(Ron Knecht) – The second Controller’s Monthly Report is now on the state website (www.controller.nv.gov). It addresses state revenues, while the first one reviewed state spending. In sum, its findings are:
Nevada state revenues include taxes, federal and other grants and contracts, plus charges for services that have amply served the public interest. Both total tax revenues and charges for services have increased slightly relative to Nevada’s economy and the incomes of Nevada families and businesses since 2008. Total state revenues have increased at roughly the same rate as state spending, and both spending and taxes have grown significantly faster than our economy, proving again that we have a spending problem, not a revenue deficit.

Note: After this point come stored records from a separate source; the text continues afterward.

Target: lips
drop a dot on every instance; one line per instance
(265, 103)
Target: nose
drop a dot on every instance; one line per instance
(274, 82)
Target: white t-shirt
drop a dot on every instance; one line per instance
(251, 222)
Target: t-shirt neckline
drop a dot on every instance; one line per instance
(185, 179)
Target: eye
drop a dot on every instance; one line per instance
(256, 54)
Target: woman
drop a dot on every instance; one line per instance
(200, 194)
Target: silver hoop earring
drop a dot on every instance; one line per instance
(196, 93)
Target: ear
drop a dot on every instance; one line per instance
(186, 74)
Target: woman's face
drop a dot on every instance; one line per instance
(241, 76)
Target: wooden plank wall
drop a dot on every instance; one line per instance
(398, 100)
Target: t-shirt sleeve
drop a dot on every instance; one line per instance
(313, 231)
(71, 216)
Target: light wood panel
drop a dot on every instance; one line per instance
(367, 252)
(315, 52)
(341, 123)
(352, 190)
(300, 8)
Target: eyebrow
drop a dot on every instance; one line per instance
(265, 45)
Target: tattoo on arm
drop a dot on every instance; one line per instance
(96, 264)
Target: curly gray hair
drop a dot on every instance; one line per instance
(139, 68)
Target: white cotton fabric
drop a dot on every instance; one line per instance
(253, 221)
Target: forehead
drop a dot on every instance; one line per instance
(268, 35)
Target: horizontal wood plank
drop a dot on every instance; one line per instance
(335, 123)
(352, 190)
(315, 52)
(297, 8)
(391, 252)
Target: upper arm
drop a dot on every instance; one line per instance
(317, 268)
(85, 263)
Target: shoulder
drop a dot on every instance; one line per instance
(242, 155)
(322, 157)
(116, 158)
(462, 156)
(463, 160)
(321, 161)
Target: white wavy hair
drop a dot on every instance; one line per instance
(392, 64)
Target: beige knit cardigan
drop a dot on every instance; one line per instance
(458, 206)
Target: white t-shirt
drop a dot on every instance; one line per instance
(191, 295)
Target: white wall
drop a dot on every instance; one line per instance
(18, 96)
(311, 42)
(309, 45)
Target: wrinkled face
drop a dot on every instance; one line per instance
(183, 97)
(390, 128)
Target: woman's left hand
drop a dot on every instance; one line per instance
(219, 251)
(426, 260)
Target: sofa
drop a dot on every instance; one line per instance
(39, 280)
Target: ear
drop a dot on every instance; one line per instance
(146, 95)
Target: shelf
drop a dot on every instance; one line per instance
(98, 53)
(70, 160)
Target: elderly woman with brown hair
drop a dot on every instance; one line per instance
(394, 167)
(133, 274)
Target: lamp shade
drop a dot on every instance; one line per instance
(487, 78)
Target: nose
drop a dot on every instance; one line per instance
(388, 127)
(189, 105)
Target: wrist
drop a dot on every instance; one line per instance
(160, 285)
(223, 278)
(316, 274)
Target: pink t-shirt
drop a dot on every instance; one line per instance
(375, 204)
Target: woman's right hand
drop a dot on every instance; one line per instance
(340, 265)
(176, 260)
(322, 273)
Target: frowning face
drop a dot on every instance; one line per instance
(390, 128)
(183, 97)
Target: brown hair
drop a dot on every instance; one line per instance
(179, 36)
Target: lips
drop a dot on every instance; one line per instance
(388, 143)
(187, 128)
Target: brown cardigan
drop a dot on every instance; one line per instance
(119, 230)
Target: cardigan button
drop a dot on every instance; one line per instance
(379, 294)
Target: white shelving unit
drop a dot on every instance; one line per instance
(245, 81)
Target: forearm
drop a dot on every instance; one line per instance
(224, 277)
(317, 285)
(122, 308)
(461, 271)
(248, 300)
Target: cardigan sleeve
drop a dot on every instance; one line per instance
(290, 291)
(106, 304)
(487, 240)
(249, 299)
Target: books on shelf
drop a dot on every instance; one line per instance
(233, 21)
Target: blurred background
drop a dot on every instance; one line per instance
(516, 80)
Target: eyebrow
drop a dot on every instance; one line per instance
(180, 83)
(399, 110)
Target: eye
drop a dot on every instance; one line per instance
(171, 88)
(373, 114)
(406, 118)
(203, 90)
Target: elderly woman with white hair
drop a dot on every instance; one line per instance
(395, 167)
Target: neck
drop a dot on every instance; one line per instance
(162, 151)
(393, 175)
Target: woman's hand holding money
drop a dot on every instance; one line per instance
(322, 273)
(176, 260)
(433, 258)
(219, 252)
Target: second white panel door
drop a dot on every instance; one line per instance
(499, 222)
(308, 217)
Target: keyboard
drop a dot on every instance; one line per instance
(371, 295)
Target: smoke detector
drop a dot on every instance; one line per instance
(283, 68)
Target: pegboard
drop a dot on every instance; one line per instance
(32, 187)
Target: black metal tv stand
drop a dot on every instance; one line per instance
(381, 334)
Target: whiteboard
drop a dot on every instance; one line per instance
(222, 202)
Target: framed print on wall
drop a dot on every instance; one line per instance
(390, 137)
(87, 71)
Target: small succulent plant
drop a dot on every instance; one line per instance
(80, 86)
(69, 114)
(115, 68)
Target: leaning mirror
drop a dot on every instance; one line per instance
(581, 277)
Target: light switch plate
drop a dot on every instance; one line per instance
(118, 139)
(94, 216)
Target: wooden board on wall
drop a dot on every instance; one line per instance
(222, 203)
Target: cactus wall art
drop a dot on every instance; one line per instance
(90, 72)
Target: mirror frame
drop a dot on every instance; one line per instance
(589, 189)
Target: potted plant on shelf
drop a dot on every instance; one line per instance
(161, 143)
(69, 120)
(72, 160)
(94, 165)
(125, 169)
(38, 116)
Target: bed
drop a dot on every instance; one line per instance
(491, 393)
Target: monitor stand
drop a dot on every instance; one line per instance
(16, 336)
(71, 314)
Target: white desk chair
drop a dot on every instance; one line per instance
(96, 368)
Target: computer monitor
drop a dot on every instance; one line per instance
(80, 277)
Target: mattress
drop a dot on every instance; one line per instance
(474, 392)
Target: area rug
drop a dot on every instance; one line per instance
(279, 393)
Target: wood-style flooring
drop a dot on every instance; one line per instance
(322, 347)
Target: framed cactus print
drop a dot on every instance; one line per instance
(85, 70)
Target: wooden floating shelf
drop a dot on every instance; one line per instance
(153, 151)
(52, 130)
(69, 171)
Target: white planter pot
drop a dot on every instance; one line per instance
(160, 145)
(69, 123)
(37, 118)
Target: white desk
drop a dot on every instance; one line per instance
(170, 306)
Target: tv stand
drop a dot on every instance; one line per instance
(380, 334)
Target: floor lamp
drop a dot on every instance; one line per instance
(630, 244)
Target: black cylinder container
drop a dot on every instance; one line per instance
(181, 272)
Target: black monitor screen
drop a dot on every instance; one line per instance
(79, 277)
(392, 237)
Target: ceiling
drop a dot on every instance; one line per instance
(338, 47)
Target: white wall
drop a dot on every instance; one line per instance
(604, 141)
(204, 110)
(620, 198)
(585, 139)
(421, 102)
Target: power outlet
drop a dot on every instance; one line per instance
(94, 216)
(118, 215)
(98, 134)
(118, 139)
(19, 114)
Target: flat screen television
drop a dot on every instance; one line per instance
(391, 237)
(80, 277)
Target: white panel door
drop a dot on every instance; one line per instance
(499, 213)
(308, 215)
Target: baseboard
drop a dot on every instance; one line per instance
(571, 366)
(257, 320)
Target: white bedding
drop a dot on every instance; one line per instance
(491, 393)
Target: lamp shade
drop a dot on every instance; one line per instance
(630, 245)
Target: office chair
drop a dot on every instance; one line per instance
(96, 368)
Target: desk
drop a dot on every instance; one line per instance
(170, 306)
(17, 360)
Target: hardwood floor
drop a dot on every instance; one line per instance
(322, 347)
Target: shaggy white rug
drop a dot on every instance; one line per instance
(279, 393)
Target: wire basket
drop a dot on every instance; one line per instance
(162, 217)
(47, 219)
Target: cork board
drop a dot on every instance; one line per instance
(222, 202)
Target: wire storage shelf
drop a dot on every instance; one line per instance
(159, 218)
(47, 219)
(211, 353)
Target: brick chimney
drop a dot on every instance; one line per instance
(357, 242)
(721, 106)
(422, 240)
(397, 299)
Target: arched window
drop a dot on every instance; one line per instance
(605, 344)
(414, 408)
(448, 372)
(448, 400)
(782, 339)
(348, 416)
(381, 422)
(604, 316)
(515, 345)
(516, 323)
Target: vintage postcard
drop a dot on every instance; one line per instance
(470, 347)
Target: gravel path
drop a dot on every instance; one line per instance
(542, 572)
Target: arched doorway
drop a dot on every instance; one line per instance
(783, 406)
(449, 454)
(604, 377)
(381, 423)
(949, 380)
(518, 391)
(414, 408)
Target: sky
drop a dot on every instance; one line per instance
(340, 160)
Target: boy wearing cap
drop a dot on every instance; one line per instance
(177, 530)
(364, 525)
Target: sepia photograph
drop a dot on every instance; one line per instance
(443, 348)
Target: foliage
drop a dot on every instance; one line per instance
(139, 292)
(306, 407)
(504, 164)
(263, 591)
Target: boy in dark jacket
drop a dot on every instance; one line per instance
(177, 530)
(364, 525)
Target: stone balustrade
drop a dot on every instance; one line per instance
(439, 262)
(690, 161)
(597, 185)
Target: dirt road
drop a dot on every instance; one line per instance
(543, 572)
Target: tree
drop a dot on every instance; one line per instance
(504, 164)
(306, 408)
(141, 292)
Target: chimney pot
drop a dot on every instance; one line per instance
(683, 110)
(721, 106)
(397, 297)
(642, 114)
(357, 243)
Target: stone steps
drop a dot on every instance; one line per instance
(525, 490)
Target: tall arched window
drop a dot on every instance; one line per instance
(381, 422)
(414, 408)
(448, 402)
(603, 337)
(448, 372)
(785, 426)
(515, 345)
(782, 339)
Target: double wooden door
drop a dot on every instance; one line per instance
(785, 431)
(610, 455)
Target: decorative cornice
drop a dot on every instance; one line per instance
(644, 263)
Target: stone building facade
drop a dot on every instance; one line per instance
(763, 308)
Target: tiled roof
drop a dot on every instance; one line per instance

Every cent taken in taxes is an act of destruction of human and social well-being; so, public spending items should not be adopted unless they clearly provide benefits exceeding the damage done by taxes required to support them. The essence of sound fiscal policy is to deploy only the least destructive tax methods and most beneficial spending measures, and to find the taxing/spending balance point that maximizes net social benefits and public wellbeing.
All taxes are “unfair” because they can’t be charged according to the social costs that people cause, nor the benefits they receive. Fairness being illusory, in taxation and other public policy, we should seek to maximize economic growth and the human well-being that growth fosters. “Ability to pay” criteria, which have a superficial ring of fairness, and “redistribution” policies are particularly destructive to the broad public interest in growth. And claims that taxing one person to subsidize another involves “compassion” are false.
The real tax fairness issue is that public spending’s beneficiaries — public employees and contractors, plus those receiving public payments — have an unfair political advantage over taxpayers and the public, an advantage that produces excessive taxing/spending levels.
So, consider the recent fortunes of taxpayers and public employees. In the last six years, Nevada taxpayers’ average incomes declined by nearly 8% (from $39,079 in 2008 to $36,039 in 2010) before rebounding slowly back to prior levels ($39,173 in 2014). State employees took 4.6 percent cuts via furloughs for a couple of years, followed by a combination of furloughs and actual pay reductions still totaling roughly 4.6 percent. At present, they still must take furloughs equal to cuts of about 2.3 percent.
So, state employees, in general, have borne roughly the same burden from our economic troubles as have taxpayers. Considering the total package —pay, benefits and job security —state employees in Nevada essentially get total compensation at market levels. Local government employees, on the other hand, have taken fewer, if any, pay cuts and many have continued to get increases. In Clark and Washoe counties, their total compensation levels are much higher than market levels prevailing in the private sector.
The accumulated and ever-increasing over-reach of government is greatly responsible for the slow economic growth of recent years and the prospects of the same in the future. So, voters, taxpayers, Nevada state employees and the broad public interest are victims of government excess, while local public employees are to some extent beneficiaries.
All these considerations reinforce the conclusions of Controller’s Monthly Report #1 that to leave our children a better future, we must stop the growth relative to the economy and to Nevadans’ incomes of public spending that drives taxes. We must especially avoid mistakes such as adopting versions of the business margins tax defeated 4-1 by voters last November. We must restructure fiscal processes for real budget constraints and effective cost management, emphasize no and low-cost reforms in K-12 education, and end public employee collective bargaining and prevailing wage rules.
Ron Knecht is Nevada State Controller.